Biodiversity loss due to changes in climate and land use has been assessed recently. The earliest biodiversity assessments already showed that species are declining faster than at any time in the past and that ecosystems are rapidly deteriorating. Moreover, these assessments indicated that the projected changes in climate and land use likely drive further biodiversity losses in the 21st century, both directly and in synergy with each other. This accumulated evidence positions climate change and land-use change among the major human-induced direct drivers of biodiversity loss. Climate change affects biodiversity as climate variables, such as temperature and precipitation, largely determine the geographical distributions of species. Hence, in areas where climate is less suitable, species shift their geographical ranges and go extinct locally. Land-use change poses immediate threats to biodiversity as the conversion of natural habitats (e.g. forests, wetlands and grasslands) into agricultural land results in populations decline and extinctions become more likely. These adverse effects consequently change ecosystems functioning and potentially affect the supply of ecosystems services and thus human well-being.

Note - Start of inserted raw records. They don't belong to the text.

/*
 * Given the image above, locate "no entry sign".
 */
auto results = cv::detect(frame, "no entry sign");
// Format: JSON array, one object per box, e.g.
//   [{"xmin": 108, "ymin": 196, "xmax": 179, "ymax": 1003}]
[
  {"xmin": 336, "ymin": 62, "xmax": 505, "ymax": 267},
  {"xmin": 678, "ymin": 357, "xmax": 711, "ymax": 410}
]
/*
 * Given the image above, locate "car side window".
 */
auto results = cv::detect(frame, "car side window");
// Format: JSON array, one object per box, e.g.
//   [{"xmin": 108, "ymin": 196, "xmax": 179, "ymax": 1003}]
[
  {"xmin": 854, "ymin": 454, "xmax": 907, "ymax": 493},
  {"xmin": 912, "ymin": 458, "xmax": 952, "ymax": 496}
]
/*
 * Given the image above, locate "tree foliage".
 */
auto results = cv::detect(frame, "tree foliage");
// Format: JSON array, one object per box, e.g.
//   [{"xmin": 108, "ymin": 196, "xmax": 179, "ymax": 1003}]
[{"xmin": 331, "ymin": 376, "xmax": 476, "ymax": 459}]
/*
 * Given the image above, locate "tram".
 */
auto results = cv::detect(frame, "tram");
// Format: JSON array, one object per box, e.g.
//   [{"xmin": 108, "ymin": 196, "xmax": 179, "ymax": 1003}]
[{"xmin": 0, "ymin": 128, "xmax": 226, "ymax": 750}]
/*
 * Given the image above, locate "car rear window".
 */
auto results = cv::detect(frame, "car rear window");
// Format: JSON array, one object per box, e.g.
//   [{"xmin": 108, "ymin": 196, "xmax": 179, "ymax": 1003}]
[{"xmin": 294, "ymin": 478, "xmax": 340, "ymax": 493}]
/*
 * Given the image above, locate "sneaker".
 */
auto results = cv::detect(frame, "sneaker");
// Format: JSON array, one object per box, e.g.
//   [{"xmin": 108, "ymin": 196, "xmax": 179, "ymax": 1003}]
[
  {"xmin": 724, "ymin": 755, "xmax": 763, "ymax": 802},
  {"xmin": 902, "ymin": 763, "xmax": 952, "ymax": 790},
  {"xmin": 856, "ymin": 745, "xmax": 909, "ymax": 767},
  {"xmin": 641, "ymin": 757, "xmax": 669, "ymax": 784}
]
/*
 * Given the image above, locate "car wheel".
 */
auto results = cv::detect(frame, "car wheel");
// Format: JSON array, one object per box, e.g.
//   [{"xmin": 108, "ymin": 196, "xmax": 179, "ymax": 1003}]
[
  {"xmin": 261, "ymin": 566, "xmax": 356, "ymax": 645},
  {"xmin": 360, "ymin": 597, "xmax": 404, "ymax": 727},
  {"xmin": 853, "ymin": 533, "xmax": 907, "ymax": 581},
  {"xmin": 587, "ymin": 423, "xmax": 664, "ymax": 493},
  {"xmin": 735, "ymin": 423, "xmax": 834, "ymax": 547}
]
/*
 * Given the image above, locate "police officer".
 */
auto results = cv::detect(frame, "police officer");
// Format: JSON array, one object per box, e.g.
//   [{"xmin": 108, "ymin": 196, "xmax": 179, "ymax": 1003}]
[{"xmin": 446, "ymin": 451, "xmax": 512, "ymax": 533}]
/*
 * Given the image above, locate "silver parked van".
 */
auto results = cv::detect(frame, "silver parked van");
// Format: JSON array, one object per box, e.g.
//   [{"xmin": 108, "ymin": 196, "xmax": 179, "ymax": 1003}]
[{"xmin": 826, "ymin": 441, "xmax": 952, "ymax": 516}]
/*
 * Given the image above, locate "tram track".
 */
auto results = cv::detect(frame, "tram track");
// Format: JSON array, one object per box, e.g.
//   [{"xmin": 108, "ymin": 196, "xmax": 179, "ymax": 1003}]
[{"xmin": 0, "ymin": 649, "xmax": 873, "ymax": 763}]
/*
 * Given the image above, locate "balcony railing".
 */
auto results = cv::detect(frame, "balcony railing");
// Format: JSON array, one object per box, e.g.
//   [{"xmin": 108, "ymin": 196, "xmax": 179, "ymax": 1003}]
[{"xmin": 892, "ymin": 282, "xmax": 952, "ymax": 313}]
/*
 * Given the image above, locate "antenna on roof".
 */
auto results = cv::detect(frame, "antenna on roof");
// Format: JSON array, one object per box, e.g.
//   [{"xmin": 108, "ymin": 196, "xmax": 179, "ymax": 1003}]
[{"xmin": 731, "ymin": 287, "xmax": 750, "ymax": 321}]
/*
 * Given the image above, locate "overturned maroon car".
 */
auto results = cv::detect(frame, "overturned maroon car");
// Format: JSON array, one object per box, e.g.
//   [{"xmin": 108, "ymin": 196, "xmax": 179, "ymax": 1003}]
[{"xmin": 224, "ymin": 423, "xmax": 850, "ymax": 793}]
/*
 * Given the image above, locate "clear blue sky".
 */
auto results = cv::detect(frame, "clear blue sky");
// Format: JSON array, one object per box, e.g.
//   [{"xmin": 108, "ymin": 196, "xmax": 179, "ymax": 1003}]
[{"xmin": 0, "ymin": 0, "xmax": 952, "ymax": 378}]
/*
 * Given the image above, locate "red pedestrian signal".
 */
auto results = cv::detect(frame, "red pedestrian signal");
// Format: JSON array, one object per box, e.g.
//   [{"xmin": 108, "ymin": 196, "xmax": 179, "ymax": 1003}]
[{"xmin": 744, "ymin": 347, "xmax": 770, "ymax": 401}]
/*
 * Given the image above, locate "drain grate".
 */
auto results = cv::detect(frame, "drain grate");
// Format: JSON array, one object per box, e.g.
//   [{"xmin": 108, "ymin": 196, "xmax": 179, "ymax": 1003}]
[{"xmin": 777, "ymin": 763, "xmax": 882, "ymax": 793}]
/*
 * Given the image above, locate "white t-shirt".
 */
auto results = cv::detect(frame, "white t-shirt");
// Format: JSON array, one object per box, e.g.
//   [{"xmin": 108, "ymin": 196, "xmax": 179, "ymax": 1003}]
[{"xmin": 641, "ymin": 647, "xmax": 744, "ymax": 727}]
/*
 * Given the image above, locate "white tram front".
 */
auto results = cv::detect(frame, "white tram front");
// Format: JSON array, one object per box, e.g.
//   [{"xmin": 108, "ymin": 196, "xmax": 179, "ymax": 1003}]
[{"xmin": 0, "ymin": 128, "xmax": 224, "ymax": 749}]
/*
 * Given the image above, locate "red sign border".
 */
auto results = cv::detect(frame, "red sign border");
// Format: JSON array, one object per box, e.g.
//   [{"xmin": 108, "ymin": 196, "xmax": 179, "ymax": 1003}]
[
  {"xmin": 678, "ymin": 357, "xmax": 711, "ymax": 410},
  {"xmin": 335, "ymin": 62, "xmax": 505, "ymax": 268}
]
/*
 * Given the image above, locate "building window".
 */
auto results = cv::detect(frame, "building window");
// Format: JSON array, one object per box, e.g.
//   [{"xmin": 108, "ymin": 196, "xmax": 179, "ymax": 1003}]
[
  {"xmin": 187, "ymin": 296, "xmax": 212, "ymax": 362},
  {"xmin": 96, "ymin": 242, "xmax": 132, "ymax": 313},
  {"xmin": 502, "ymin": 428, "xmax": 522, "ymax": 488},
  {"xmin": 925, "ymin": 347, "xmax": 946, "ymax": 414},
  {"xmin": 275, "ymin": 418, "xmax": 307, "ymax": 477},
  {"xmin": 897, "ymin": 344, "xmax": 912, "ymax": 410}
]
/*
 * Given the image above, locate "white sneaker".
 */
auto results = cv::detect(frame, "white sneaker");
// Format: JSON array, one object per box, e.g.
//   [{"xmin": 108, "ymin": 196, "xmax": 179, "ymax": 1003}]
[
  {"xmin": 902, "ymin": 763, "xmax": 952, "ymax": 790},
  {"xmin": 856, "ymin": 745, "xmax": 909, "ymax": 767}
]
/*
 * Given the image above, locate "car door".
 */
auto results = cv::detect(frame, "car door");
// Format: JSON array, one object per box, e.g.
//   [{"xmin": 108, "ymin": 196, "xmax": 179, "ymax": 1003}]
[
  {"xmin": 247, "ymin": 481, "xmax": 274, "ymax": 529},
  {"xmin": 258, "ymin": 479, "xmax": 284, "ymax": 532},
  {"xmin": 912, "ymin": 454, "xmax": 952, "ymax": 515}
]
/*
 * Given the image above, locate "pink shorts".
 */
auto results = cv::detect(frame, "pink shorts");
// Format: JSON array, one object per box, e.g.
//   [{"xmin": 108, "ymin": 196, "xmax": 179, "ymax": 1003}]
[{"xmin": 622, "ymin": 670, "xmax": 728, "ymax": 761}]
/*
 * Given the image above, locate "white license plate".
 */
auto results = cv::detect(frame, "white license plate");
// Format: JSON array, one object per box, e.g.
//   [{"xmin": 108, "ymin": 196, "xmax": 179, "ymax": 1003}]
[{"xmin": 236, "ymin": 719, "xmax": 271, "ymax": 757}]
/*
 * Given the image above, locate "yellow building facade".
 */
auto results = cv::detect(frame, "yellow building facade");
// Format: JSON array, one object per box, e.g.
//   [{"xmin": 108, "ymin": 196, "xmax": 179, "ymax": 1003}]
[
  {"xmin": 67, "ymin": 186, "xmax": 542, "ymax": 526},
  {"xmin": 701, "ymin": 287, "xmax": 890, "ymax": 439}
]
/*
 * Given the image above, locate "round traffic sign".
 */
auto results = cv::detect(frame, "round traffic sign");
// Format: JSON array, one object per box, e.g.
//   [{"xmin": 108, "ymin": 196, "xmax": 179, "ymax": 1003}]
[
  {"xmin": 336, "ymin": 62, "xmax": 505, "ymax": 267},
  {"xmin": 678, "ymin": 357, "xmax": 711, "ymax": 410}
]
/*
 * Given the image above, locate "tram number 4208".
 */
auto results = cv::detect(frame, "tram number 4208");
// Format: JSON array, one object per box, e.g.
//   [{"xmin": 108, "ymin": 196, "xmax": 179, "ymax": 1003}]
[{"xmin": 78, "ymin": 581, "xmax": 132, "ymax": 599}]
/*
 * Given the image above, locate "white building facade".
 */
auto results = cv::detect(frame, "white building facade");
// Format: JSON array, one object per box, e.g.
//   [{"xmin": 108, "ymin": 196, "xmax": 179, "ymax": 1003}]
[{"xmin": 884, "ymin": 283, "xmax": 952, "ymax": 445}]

Although research on climate and land-use change impacts on biodiversity and the consequent implications was repeatedly conducted, the range of estimates for these impacts remains disturbingly large. Moreover, such research relied on climate-change scenarios that depict relatively small increases in global mean temperatures (i.e. <2°C). Nowadays, the plausibility of climate-change scenarios which overshoot the 2°C policy target from The Paris Agreement, is rapidly increasing. Advances are thus needed to better understand how biodiversity will respond to such larger changes, including quantifications of the expected biodiversity decline at different climate and land-use change levels, and the effect derived from interaction mechanisms between these drivers. Furthermore, the global efforts to combat climate change and to keep global average temperature to well-below 2°C will require large mitigation commitments from the land sector with potentially both positive and negative consequences for biodiversity. These implications of land-based mitigation efforts have to be further assessed.

My PhD thesis therefore aimed to explore future biodiversity trends under projected direct and synergistic changes in climate and land use and to advance understanding of climate-change mitigation consequences for biodiversity. In this thesis, climate change was indicated by global mean temperature increase (°C) and land-use change by land-use intensity levels (i.e. grazing and cropland levels) and land-cover type transitions.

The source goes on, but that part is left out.